I recently finished a memoir written by Stanley Hauerwas titled Hannah's Child.  A friend, Breanna Jones, recently posted a quote by Marisha Pessl on her blog that exemplifies an ideology that Mr. Hauerwas also holds. Well, at least the first part of the quote. 

I’m learning to tell my own story, and I am also learning to listen and to fall in love with everyone else’s story.

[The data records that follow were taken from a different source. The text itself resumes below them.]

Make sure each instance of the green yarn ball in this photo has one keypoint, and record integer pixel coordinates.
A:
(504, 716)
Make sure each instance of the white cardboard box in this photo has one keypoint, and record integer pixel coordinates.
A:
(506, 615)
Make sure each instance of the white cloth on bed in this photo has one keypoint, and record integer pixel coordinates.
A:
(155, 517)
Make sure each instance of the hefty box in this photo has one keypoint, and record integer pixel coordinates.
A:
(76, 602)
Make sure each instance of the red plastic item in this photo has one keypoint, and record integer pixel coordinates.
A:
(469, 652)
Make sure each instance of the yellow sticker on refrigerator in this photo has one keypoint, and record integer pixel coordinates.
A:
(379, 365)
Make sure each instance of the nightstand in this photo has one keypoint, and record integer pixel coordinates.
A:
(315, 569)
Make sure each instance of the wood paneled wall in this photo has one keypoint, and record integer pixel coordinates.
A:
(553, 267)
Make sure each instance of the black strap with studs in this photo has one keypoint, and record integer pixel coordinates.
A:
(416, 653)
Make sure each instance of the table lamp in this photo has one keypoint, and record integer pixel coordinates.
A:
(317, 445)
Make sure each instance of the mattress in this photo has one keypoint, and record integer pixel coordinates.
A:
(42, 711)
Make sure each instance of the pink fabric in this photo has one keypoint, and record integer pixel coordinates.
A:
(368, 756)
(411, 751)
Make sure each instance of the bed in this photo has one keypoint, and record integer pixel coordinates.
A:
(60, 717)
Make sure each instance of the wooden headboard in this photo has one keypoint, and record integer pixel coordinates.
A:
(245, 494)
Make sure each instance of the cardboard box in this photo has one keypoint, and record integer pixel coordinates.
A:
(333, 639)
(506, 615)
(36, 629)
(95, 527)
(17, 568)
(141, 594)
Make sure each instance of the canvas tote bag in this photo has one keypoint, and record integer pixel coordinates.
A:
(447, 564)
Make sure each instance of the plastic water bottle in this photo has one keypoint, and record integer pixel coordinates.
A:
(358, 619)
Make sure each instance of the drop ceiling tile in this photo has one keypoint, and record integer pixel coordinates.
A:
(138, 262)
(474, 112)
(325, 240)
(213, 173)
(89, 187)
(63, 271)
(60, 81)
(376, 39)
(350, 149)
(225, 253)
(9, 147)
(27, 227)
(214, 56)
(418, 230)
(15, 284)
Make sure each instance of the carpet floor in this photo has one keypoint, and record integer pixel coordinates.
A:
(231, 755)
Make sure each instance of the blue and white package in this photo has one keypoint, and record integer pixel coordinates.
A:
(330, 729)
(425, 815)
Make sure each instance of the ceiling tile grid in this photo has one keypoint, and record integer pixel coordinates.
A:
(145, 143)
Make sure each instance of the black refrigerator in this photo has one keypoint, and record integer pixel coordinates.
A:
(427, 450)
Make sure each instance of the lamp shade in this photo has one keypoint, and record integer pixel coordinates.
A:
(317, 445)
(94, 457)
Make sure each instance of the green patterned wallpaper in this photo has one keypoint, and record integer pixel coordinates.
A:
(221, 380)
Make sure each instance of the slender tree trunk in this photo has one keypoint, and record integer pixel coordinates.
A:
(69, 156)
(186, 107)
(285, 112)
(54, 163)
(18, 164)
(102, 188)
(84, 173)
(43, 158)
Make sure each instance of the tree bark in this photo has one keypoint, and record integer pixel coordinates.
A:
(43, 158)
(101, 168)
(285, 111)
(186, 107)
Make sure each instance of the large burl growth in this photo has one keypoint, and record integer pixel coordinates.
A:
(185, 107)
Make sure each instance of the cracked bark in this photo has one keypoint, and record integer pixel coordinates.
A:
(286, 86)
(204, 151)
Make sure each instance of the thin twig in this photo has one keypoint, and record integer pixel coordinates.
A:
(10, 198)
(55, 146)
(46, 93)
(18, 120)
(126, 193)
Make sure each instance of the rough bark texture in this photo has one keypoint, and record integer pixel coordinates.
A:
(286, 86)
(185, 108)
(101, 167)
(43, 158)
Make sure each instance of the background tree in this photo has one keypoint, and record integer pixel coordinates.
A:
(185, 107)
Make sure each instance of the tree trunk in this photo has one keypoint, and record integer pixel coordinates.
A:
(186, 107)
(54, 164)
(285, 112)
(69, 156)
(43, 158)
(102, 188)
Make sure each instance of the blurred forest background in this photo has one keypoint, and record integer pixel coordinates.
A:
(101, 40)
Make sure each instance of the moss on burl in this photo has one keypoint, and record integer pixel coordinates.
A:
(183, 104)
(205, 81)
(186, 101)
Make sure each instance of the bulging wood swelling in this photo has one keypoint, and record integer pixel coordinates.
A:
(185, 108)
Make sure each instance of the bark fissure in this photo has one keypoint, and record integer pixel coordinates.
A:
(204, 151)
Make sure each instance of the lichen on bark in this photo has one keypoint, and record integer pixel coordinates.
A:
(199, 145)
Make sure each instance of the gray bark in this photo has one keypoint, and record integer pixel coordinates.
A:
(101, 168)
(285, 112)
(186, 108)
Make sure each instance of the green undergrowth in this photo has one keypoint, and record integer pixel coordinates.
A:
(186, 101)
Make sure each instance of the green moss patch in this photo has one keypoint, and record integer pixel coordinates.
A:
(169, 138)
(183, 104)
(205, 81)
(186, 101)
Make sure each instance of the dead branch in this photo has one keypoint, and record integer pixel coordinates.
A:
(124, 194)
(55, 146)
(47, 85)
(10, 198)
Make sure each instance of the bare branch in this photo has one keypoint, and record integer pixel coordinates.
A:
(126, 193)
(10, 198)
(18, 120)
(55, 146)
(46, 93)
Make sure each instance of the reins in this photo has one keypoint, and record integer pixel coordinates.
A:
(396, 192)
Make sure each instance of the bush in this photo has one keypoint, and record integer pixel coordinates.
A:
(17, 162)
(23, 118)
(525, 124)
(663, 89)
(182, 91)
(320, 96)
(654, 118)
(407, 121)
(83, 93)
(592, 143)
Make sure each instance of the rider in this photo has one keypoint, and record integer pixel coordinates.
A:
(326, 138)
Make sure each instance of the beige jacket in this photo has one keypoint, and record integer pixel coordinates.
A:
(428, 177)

My favorite novel of all time, The Special Topics in Calamity Physics, says it best:
But most critically, sweet, never try to change the narrative structure of someone else’s story, though you will be tempted to, as you watch those poor souls in school, in life, heading unwittingly down dangerous tangents, fatal digressions from which they will unlikely be able to emerge. Resist the temptation. Spend your energies on your story. Reworking it. Making it better. Increasing the scale, the depth of content, the universal themes. And I don’t care what those themes are – they’re yours to uncover and stand behind – so long as, at the very least, there is courage. Guts. Mut, in German. Those around you can have their novellas, sweet, their short stories of cliché and coincidence, occasionally spiced up with tricks of the quirky, the achingly mundane, the grotesque. A few will even cook up a Greek tragedy, those born into misery, destined to die in misery. But you, my bride of quietness, you will craft nothing less than epic with your life. Out of all of them, your story will be the one to last.
I believe Stanley and Marisha understand that all of our lives are intertwined, but there is a necessity of allowing someone else's story to form separately without impressing our own on theirs.